The advice that Morgan gives in her blog is important to remember when building smaller projects as well and using out of the box platforms or software. It certainly is true for Omeka and Scalar. From my point of view, Omeka seems more straightforward in terms of learning the tool, but may require more iterations through the actual data or items to determine what it is that you want to portray with your Omeka site. What in your data will be an item? What will be a collection and what will be an exhibit? This summer I worked on The Humanities Moments Project at the National Humanities Center an exciting project that is run on Omeka. The center the describes the project and mission as the following:
By illustrating the importance of the humanities for people from all walks of life, the project seeks to reimagine the way we think and talk about the humanities.

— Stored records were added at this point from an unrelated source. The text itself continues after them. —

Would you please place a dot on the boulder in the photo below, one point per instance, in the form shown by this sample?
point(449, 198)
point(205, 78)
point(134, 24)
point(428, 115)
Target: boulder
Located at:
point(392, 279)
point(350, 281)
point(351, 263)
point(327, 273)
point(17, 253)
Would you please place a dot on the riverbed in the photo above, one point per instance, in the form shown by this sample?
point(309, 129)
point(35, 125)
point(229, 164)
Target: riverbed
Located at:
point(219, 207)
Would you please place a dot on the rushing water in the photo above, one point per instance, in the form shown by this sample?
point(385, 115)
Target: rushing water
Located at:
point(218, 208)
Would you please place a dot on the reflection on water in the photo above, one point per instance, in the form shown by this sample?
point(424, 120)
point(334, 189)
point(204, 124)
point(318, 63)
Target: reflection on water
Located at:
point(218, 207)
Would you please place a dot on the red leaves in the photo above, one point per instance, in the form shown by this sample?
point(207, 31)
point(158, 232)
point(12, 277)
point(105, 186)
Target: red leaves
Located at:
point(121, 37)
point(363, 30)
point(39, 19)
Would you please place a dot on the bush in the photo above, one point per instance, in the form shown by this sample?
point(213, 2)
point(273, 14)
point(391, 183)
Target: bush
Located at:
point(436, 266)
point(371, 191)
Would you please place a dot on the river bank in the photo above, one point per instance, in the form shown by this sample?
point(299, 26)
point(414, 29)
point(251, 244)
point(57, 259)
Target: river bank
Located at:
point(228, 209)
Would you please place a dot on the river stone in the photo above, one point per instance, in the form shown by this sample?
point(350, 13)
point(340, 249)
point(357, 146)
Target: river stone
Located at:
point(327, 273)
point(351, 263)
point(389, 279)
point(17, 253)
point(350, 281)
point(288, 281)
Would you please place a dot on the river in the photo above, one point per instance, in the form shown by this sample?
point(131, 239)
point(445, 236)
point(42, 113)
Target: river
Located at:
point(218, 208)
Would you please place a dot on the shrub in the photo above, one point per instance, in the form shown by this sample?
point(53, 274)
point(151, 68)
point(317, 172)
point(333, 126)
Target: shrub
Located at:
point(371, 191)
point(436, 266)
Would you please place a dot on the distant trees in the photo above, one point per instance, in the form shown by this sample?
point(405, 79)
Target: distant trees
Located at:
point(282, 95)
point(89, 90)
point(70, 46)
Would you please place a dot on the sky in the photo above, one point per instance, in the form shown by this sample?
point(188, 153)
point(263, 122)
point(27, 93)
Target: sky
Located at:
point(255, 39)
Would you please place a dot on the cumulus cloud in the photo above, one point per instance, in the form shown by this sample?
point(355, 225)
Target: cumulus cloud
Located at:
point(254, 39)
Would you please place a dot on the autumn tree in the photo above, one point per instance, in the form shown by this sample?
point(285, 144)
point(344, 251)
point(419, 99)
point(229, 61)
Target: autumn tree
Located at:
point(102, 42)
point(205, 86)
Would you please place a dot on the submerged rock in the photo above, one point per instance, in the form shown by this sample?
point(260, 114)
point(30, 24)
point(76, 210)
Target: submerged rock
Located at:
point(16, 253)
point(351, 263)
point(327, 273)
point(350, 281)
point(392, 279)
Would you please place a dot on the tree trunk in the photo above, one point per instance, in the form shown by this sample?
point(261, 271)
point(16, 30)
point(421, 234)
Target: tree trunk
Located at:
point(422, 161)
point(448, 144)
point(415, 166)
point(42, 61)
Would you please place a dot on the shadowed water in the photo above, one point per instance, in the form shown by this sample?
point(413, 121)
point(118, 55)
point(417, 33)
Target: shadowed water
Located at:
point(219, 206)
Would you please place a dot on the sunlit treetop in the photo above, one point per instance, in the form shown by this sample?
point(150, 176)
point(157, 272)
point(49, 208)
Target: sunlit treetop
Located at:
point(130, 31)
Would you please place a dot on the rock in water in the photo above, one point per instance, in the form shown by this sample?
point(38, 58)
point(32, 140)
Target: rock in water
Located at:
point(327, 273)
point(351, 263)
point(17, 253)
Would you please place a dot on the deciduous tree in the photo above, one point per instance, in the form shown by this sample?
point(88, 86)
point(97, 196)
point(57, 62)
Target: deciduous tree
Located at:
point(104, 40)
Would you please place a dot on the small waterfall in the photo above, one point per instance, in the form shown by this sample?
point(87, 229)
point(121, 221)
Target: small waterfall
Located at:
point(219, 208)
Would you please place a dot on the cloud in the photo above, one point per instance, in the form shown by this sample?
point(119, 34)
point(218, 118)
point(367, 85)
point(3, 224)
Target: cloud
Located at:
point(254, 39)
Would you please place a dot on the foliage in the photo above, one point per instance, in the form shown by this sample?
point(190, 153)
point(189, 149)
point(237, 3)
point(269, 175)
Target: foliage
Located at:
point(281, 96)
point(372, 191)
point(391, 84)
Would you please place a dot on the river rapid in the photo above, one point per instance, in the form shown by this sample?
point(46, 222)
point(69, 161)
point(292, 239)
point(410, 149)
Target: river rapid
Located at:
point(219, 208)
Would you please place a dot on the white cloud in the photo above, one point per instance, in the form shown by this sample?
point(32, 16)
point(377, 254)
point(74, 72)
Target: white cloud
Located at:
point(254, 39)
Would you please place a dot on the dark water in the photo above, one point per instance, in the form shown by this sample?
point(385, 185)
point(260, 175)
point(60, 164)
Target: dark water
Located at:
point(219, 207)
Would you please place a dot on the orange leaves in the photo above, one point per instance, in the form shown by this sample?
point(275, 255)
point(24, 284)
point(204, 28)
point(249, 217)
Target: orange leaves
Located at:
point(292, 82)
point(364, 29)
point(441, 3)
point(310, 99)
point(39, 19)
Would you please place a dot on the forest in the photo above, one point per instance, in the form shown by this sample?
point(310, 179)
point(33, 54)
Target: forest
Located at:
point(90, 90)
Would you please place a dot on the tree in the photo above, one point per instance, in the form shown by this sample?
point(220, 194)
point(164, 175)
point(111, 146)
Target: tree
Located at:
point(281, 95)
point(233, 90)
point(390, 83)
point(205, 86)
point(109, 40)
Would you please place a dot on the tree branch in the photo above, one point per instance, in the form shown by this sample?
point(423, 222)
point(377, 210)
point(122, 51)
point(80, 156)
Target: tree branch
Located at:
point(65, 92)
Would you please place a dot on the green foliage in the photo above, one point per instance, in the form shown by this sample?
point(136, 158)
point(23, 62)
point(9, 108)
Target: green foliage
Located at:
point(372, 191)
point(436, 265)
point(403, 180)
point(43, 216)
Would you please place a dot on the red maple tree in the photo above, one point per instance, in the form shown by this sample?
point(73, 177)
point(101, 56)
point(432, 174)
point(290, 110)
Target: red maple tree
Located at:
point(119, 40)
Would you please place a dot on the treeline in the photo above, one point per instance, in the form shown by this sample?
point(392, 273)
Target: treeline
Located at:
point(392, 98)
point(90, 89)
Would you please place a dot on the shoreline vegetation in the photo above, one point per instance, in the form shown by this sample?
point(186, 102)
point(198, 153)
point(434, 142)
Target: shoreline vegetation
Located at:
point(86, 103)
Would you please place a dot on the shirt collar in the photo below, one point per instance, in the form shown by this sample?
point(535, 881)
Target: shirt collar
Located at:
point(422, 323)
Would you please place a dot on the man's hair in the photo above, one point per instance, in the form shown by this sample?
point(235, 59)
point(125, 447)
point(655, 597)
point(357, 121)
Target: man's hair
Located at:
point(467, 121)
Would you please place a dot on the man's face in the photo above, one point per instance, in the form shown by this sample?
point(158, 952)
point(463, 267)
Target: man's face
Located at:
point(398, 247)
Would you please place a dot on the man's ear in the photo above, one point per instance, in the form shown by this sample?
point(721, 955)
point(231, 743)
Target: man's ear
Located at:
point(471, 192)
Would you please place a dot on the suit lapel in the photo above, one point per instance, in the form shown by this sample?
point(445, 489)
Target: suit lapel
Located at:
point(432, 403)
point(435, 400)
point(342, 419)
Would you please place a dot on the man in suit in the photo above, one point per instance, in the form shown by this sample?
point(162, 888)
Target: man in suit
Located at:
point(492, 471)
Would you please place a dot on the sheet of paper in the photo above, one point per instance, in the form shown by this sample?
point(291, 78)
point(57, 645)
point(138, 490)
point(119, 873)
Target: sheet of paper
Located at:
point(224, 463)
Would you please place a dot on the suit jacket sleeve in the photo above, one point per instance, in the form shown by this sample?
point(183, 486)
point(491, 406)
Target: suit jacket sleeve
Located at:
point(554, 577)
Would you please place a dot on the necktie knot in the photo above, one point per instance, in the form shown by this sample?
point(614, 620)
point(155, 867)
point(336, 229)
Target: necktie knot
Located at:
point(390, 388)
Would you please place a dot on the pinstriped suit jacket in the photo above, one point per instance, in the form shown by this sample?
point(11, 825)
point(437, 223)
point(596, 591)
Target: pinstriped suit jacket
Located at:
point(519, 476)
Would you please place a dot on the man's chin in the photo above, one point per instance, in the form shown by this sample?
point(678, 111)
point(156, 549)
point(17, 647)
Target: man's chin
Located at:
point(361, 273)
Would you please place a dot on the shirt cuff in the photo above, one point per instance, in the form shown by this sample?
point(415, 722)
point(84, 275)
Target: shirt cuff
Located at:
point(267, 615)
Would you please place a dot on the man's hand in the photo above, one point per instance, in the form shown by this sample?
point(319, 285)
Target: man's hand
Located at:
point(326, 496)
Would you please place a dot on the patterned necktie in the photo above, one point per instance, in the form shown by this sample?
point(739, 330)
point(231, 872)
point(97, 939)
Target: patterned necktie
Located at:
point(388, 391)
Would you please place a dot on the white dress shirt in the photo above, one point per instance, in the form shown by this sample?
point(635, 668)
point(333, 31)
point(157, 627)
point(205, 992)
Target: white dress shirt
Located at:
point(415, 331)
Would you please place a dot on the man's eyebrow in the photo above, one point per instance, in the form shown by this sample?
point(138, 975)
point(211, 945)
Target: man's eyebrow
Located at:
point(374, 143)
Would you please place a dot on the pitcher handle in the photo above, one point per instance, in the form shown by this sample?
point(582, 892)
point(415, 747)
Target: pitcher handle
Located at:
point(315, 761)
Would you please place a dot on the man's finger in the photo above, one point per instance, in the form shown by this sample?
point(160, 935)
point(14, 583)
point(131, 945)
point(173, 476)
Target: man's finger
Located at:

By highlighting their transformative power, the Humanities Moments project illuminates how our encounters with the humanities fuel the process of discovery, encourage us to think and feel more deeply, and provide the means to solve problems as individuals and as a society.
In the case of this project, the individual moment is categorized as an item. Some of the items are than put into collections that indicate where they came from – say for example NHC Staff, that is readily visible from the backend but less so from the front. If one clicks on a moment that is in a collection it is visible at the bottom near the tags, and can be clicked on to see others in the collection. The exhibits are made up of items and represent a theme such as Teachers, but do not necessarily come in from the same place (and thus are not a collection). This could have been done a completely different way, and it’s entirely possible near the beginning of the project it was. It was only through iterating through possibilities and keeping the mission that I mentioned above in mind that they came to this schema.
The same iterative process applies to Scalar, although in my mind it applies more to learning the platform then it does to the project. Scalar’s interface is slightly more difficult to figure out and thus, unless you want to read all of the documentation, it is easier to experiment through the platform. To try and implement part of a collection into the site, but then continue to work through all of the feature that are available to transform that collection.
I don’t feel that I can make a judgement on which of the two platforms we’ve looked at, Omeka and Scalar, is better for a digital collection- I believe it’s truly vital to a digital humanities project, as Paige Morgan says, to iterate through multiple platforms and to be always trying something new to get your project as close as possible to the end goal. Maybe it’ll get to the perfect project, maybe it won’t, ultimately though one can only find out by iterating through continually.